GRAND DAYS OUT
Heard the one about the grandparents who took a small boy to the zoo and came home with a tiger in the car? Derek James reports.
See the tigers at Banham Zoo
We entered Banham Zoo with a four-year-old boy and re-appeared several hours later with a ferocious tiger, but one who was laughing and smiling between roars and proudly wearing a medal.
This was a special International Tiger Day – to raise awareness and help these endangered animals - at the attraction which has been part of our lives since 1968.
And our grandson Gabriel had turned into a tiger.
Hands up all those reading this who have been to Banham Zoo in south Norfolk over the years as children, with children or grandchildren or just on your own.
And remember, you don’t have to be young to have a good time. Why should they have all the fun?
I first visited Banham when working as a “cub” – get it? - reporter in the 1960s. I was told about the plans to open a zoo but my editor said he didn’t think it
would be around for very long. . . He was wrong.
All these years later it has become one of the best zoos and mostloved attractions in the whole of East Anglia, and famous across the country, delighting one generation after the next.
It remains popular because it treats the animals and birds with the utmost respect and does a great deal of work helping wildlife while making sure it offers a day to remember.
Banham Zoo is part of the Zoological Society of East Anglia, and supports animal welfare and education along with international conservation. Some of the animals in their care are among the most endangered in the world and the zoo is involved with conservation programmes to safeguard them for the future of our planet.
Gone are the days of large animals prowling in small cages. Banham gives its residents – from furry little rats to majestic giraffes – five-star treatment.
We went along to see for ourselves on Tiger Day with grandson Gabriel and his young cousins Archie and Ruby. It was a wonderful day out.
With 50 acres of parkland and gardens and various attractions to explore you need to take your time.
There are more than 2,000 animals and birds, along with an activities and education centre, but it is best to take a ride on the safari road train to get your bearings when you arrive so you can be told where everything is.
There are also bird of prey displays, feeding talks, an Australian Paddock, a Penguin Cove, a Farm Barn, Woodland Walk and so on.

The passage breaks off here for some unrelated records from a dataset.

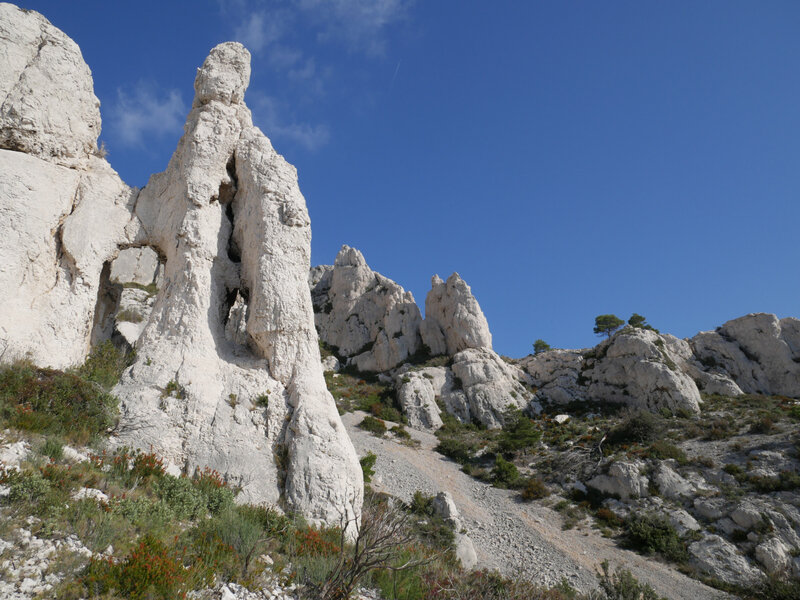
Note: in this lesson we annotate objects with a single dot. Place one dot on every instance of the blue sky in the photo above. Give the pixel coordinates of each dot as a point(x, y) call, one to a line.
point(566, 158)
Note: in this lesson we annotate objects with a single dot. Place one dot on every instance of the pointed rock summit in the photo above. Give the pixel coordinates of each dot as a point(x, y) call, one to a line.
point(229, 218)
point(454, 320)
point(227, 372)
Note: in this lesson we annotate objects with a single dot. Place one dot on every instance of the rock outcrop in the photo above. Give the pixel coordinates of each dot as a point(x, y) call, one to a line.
point(196, 393)
point(227, 372)
point(417, 392)
point(454, 320)
point(760, 352)
point(636, 367)
point(484, 387)
point(63, 209)
point(365, 316)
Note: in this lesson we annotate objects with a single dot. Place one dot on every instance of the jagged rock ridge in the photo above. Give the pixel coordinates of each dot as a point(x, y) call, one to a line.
point(228, 372)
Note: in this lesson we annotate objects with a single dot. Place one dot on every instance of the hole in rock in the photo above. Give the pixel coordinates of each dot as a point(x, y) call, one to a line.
point(108, 297)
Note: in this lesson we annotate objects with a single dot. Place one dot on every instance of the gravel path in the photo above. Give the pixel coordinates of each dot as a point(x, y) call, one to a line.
point(517, 539)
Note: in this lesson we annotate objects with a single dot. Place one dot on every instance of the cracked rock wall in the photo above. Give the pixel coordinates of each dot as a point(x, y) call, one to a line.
point(228, 372)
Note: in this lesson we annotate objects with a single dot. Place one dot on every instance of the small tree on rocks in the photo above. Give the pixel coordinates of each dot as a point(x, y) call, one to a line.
point(540, 346)
point(607, 324)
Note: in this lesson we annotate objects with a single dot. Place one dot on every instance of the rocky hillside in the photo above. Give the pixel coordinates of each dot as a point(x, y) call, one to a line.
point(173, 374)
point(203, 271)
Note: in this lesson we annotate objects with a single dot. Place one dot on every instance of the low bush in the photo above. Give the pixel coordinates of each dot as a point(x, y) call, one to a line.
point(504, 473)
point(640, 428)
point(534, 489)
point(54, 403)
point(151, 570)
point(519, 432)
point(183, 498)
point(653, 534)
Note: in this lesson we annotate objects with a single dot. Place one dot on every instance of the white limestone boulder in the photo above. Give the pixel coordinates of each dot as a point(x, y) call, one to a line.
point(416, 395)
point(484, 386)
point(760, 352)
point(365, 316)
point(774, 555)
point(623, 480)
point(248, 399)
point(136, 265)
point(670, 484)
point(63, 210)
point(718, 558)
point(555, 374)
point(48, 107)
point(454, 320)
point(636, 367)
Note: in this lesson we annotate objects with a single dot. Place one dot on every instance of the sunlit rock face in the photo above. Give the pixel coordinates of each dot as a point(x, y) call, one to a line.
point(227, 372)
point(760, 352)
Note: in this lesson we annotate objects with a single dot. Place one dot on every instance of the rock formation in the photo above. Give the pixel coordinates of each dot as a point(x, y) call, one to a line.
point(373, 322)
point(63, 209)
point(228, 372)
point(760, 352)
point(362, 314)
point(454, 320)
point(636, 367)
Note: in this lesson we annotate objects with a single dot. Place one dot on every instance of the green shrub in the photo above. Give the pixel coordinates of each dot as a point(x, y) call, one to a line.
point(143, 511)
point(653, 534)
point(640, 428)
point(105, 364)
point(373, 425)
point(367, 463)
point(53, 448)
point(54, 403)
point(182, 497)
point(26, 486)
point(504, 473)
point(456, 449)
point(535, 489)
point(663, 450)
point(608, 517)
point(218, 496)
point(421, 504)
point(151, 570)
point(519, 431)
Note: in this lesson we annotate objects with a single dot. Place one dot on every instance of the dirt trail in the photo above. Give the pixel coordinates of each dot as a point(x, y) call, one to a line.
point(516, 538)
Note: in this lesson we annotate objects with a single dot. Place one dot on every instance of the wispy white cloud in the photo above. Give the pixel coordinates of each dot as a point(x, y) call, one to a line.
point(270, 115)
point(259, 30)
point(143, 112)
point(358, 23)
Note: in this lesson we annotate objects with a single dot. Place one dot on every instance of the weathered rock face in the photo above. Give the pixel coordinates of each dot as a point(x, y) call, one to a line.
point(242, 230)
point(367, 317)
point(484, 387)
point(63, 210)
point(760, 352)
point(417, 392)
point(718, 558)
point(228, 370)
point(624, 480)
point(556, 374)
point(637, 367)
point(49, 109)
point(454, 320)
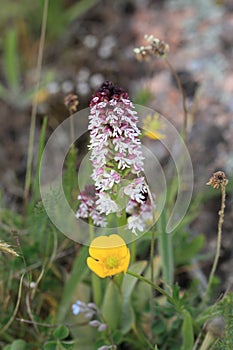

And the staff are also very friendly and helpful.
Our young companions loved every minute of the day out, not even crying when they fell over while running to the various young explorer stations to get their stamps for a medal at the end of the day.
Banham Zoo is a great day out. Even I was tempted to get my face painted on Tiger Day . . . but I didn’t want to scare the animals.
The next special day is Lemur Love as the zoo goes loopy for lemurs as part of the World Lemur Festival, between October 21 and 29.
I may see you there. I reckon that Banham is bootiful.
All aboard the Banham express for a great day out. Cousins Gabriel and Archie with Bridgette James.
Is it a tiger? No, it’s Gabriel with ears to match his new face.
Grandpa Derek James and Gabriel admiring the zebra at Banham.
Home to bed ! And I’ve got the medal to show it was a perfect day out.
One of the star attractions at Banham Zoo, a magnificent tiger.
Only us! Cousins Archie and Gabriel having fun at Banham Zoo.